INDIANAPOLIS, IN - FEBRUARY 05: NFL commissioner Roger Goodell (L) chats with New England Patriots owner Robert Kraft on the field before the New England Patriots take on the New York Giants in Super Bowl XLVI at Lucas Oil Stadium on February 5, 2012 in Indianapolis, Indiana. (Photo by Ezra Shaw/Getty Images)
Earlier this week, texascowpunk suggested I make a post about what the state of the Miami Dolphins current contracts and the expected jump in 2014 salary cap would mean for the team when that season gets here. I thought it was a great idea, given the upcoming new television contracts, which start in 2014, are expected to infuse the league, and therefore the salary cap, with a dramatic increase in money.
But, apparently that might not be the case.
As I started the research for that article, I ran across this article showing why the salary cap may not increase as expected in 2014, from Blogging the Boys, SB Nation's Dallas Cowboys blog.
New England Patriots owner Bob Kraft, who spoke last Thursday at an event at Gillette Stadium, appears to not believe the salary cap will dramatically increase in 2014.
"I don't really see that happening," Kraft stated. "I don't think what happened in 2006 will happen in the future here, because if you understand the labor agreement and the long-term part of this, there will be a smooth growth. Anyone who assumes huge jumps, I hope they're in our division."
But, we all know that the league is getting a large bump in cash with the new television contracts. The Washington Post writes:
"Industry sources said the new deals will be worth an average of about $1 billion apiece to the NFL over the length of the contracts. That total of approximately $3 billion annually for the three deals is up from about $1.9 billion per year currently for the contracts with the three networks."
As the Blogging the Boys article points out, that $1.9 billion annual increase is in addition to the money from Disney, ESPN's parent company, and DirectTV. Bloomberg puts that total Disney and DirecTV number at about $4 billion a year.
However, that Bloomberg article also seems to support Kraft's assertion that the league is not going to see a giant leap in the income from the television contracts.
"Rights fees for all three networks will increase by about 6 percent or 7 percent a year, according to three people with knowledge of the talks who were granted anonymity because they weren't authorized to disclose the terms," Bloomberg writes.
So, according to Kraft and Bloomberg, the NFL's revenue increase will not be a large jump from one year to the next, but a gradual increase, with the final annual rate being much larger than the current rates.
And, there are more troubles on the horizon if this gradual increase is correct. According to the New England Sports Network, the NFL Players Association has already informed players and agents that the salary cap will, "see 'significant growth' in 2014 'and beyond.'"

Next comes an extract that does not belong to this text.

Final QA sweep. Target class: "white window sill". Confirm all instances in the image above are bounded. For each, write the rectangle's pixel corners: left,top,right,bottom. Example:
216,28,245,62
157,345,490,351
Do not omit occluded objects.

Are the owners and players already heading toward labor strife, just a few years into the new 10-year CBA? Maybe the Blogging the Boys article puts it best:
"Are we talking a difference in semantics here? Or is there going to be a massive sense of disappointment, and maybe even betrayal, in 2014 if the salary cap sees an increase in the 6% to 7% range? The NFLPA may be setting that up. If there is a major disconnect between expectations and reality in a couple of years, the supposed labor peace guaranteed by the new CBA may be a bit of an illusion. Or, given the fact that there is not a lot the players can do about it short of just not playing, and not getting paid, they may just take this out on NFLPA President Kevin Mawae [Domonique Foxworth was elected NFLPA President on Sunday] and Executive Director DeMaurice Smith. In that case, the ire may largely dissipate, given the brevity of most NFL careers and the fact that the cap will have gotten much larger by the time the CBA is up for renegotiation.
"But in reality, the increase in the cap will be less, because television revenue is only part of the total. When you factor out the money from ticket and suite sales and other income, the actual increase is more likely to be around 4% or 5%. So we may be talking a figure of around $5 or $6 million each year. Over the eight years of the new contract, that adds up, but slowly. Just like Kraft says."
Maybe this is an owner trying to maintain bargaining leverage with players, who could be demanding large pay raises in 2014 if they know the cap is going to rise dramatically. Maybe there really is a disconnect between the players and the owners heading toward 2014. Maybe there really will be a dramatic jump in the revenue and salary cap in 2014. For now, all of us can only sit and wait to see what happens in two years.